Knock Over City It’s Rad, Dude. 7″ (Constant Disappointment)
This is exactly where pop-punk has gone over the past decade, right? Taken over by burly dudes with beards and Chris Farley’s demeanor, dirty flannels over band t-shirts, bedsheets perpetually unlaundered? It’s not that this is a brand new genre of dude, the friendly party-animal-but-a-kid-at-heart punk guy, it’s that they’ve pretty much taken over. I had to look up pictures of Knock Over City after listening to this new 7″ EP, and I’ll be damned if they don’t precisely look the part. Guys who look like this certainly like to play music like this, a style that borrows from thick n’ heavy ’90s alternative slacker-rock (bands like Weezer, Wax and Nada Surf) and dips into semi-screamy No Idea style pop-punk emo, strongly reliant on the big chorus or sing-along hook. I’m thinking of White Reaper, Jeff Rosenstock and Diarrhea Planet, bands who seem to go from self-releasing a 7″ in the beginning of the year to playing on Conan by the end. Before you mistake my reading of this scene for jealousy or dismissal, I want to clarify that I totally get why this stuff is popular – if the hooks are there, the kids will love “whoa-ah-oh” pop-punk songs ’til the end of time – and big silly hairy slacker guys not afraid to take off their shirts and belly-flop into the pool will always offer some spark of joy, even in our otherwise depressing world.
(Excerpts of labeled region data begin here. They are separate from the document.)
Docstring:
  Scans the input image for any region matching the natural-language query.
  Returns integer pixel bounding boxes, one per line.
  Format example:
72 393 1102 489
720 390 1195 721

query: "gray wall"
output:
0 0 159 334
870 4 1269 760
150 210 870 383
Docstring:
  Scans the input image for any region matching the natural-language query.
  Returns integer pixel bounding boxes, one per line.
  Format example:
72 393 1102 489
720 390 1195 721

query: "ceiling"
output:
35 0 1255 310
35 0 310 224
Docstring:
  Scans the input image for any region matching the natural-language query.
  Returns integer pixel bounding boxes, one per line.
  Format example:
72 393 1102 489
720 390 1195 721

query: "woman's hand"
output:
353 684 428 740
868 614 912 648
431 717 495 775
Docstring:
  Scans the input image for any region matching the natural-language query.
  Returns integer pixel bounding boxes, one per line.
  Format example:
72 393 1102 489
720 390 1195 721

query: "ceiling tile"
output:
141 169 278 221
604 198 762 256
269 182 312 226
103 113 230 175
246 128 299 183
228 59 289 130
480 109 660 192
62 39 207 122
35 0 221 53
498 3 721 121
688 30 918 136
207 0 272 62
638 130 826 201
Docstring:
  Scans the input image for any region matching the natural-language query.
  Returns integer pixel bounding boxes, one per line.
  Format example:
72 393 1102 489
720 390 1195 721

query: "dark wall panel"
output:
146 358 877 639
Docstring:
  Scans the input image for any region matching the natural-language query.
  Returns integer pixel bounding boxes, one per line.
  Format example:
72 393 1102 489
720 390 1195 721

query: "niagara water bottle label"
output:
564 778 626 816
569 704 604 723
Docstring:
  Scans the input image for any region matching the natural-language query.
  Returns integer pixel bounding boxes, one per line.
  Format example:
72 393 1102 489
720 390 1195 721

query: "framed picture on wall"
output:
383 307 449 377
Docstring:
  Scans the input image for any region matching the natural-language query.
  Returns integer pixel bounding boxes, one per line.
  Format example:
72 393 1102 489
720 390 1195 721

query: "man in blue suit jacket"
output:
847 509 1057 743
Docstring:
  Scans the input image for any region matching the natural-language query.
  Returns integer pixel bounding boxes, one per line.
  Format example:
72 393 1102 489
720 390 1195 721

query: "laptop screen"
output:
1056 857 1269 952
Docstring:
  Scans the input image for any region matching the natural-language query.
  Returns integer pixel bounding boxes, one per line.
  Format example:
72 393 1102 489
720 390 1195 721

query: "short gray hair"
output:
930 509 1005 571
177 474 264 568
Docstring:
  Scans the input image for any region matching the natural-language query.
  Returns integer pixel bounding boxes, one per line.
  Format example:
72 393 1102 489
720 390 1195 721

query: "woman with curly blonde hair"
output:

Every college town deserves at least one band halfway decent at this sort of thing, and Lowell, MA’s Knock Over City certainly make the grade.

Martin Savage Gang Now We’re Rollin’ LP (Human Audio Recordings)
I sit here in a mix of befuddlement and admiration when it comes to Swedish garage-rockers. Why do they love it so much? Did The Hives resound so strongly as to affect every young Swedish music fan in the two decades that followed? Seems like I get a new Swedish garage submission at least once a month, this one coming from Stockholm’s Martin Savage Gang. They might be the most generic of the recent bunch, strongly adhering to the Mummies / Rolling Stones / Johnny Thunders school of thought. That classic organ warbles over driving and familiar garage-rock progressions, with a guitarist-vocalist (presumably Martin Savage himself) who jumps and shouts. One song is even called “NYC”, with lyrics that seem to be Meet Me In The Bathroom fan-fiction. Other song titles include “Hot In The City”, “Dead And Gone” and “Back To The Nite”, which encapsulate this band’s derivative feel-good party attitude better than my limited English ever could. If this is your thing, Martin Savage Gang will make you happy, but it really has to be precisely your thing, and probably your only thing.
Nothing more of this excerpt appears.